Electricity supply in the province is tightening, and high-quality scenic resources help the development of new energy sources. Yunnan Province has excellent scenic resources. The number of hours used for power generation is higher than the national average, and is affected by the climate. The local windy season overlaps with the dry water period. Wind power can complement hydropower to form electricity, and the consumption of new energy sources is relatively good. At the same time, as the hydropower development process slows down and the electricity consumption of energy-intensive enterprises such as electrolytic aluminum continues to grow, local electricity supply is tight, and market-based electricity prices are showing an upward trend.

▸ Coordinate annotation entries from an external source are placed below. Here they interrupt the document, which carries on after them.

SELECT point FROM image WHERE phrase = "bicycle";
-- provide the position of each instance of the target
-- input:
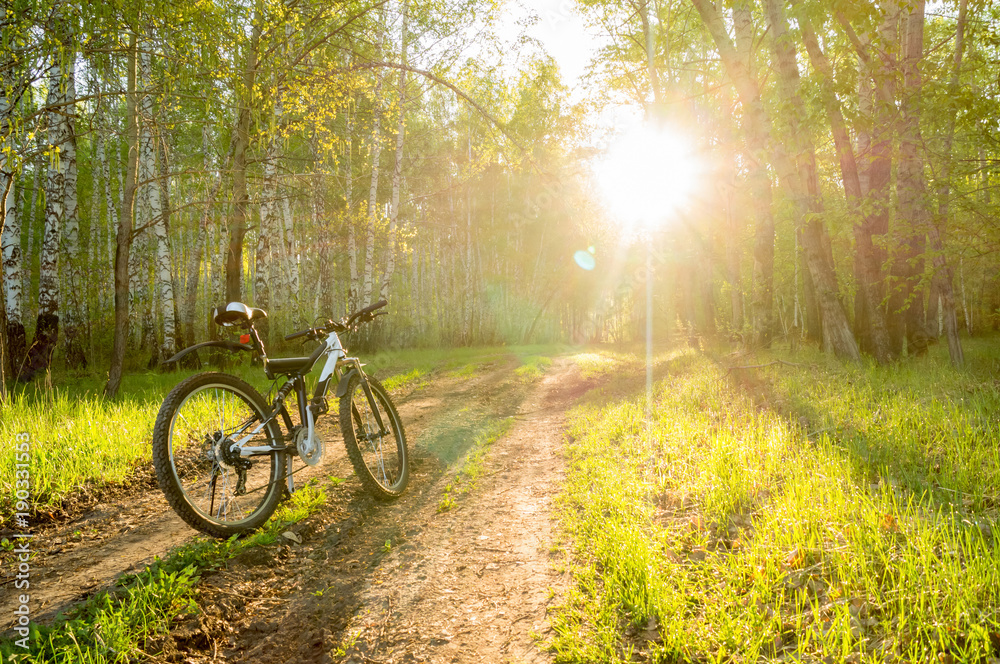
(221, 458)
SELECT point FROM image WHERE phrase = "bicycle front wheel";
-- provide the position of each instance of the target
(374, 437)
(201, 426)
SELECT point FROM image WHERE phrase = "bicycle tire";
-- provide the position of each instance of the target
(382, 469)
(188, 456)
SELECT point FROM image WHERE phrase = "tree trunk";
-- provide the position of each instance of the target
(397, 171)
(908, 265)
(241, 199)
(372, 211)
(352, 243)
(873, 327)
(12, 350)
(159, 211)
(943, 278)
(264, 254)
(59, 204)
(124, 244)
(762, 304)
(10, 247)
(800, 177)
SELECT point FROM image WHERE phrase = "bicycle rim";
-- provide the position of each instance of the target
(382, 449)
(211, 479)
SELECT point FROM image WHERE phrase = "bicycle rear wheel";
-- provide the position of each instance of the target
(377, 452)
(208, 483)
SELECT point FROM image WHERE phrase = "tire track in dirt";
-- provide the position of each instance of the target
(81, 557)
(475, 584)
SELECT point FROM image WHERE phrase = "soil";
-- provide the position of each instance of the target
(369, 581)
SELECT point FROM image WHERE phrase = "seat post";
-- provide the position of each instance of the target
(258, 344)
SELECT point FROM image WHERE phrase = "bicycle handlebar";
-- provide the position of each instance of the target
(366, 310)
(364, 315)
(296, 335)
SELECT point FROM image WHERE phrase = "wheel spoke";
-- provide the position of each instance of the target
(206, 472)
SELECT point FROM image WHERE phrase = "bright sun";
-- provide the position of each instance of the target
(647, 175)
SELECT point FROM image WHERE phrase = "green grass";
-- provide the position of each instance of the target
(81, 441)
(471, 466)
(118, 625)
(791, 514)
(399, 381)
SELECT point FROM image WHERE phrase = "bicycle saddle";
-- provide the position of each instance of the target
(237, 312)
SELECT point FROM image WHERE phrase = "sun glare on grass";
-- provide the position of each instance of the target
(647, 175)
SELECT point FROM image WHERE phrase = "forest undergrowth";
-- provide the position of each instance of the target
(130, 619)
(804, 512)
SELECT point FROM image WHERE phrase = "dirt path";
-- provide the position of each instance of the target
(398, 582)
(77, 558)
(474, 583)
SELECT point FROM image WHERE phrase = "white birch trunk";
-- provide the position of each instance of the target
(74, 292)
(372, 210)
(291, 261)
(263, 254)
(352, 243)
(397, 171)
(158, 215)
(10, 244)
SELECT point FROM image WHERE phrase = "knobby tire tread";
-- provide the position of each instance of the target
(370, 484)
(166, 477)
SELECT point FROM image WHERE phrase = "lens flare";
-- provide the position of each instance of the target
(647, 175)
(585, 260)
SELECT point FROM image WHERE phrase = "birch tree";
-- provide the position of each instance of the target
(397, 171)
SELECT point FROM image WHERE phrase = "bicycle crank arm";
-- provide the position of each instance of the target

New energy projects are expected to continue to grow at a high rate, and the traditional salt industry forms a profit safety cushion. The site where the company's newly put into operation wind power projects has good wind energy resources. The number of hours used is higher than the national and provincial average, the profitability is excellent, and the company has sufficient reserves of resources. It is expected that as the company's self-built wind power projects are connected to the grid one after another and the group level continues to inject photovoltaic assets, the company's overall performance will benefit from the growth of new energy installations and maintain a high growth rate.
At the same time, the company maintains a leading position in the traditional salt industry. Revenue from the table salt business has grown steadily, and gross margin has maintained a high level, forming a safety cushion for the company's profits. Due to the large gap between the actual gas transmission volume of the branch line pipeline already in operation and the designed gas transmission volume, the company's natural gas business continues to lose money. However, as project construction continues to advance, the company will gradually improve the layout of the natural gas industry chain. In the context of energy transformation, it is expected to benefit from continued growth in downstream demand, and gas sales are expected to increase steadily.
Profit forecasting and valuation. High-quality wind power assets have been connected to the grid one after another, and the Group's injection of assets has led to an increase in installed capacity; the electricity supply in Yunnan is tight, and the high wind season overlaps with the dry water period, so electricity prices are expected to remain at a high level; the leading position in the traditional salt industry is stable, forming a profit safety cushion; demand for natural gas is growing in the context of energy transformation, and gas sales are expected to continue to rise. The company's revenue for 2024-2026 is expected to be 4.139, 5.294, and 6.55 billion yuan, respectively, up 42.5%, 27.9%, and 23.7% year-on-year; net profit to mother is 0.671, 0.823, and 0.909 billion yuan, respectively, up 39.1%, 22.6%, and 10.5% year-on-year. Current stock prices correspond to PE 16.6x, 13.5x, and 12.2x, respectively. Covered for the first time, a “gain” rating was given.
Risk warning: Scenery resources fall short of expectations, project acquisition and construction progress fall short of expectations, risk of fluctuations in feed-in tariffs, and risk of cyclical macroeconomic fluctuations.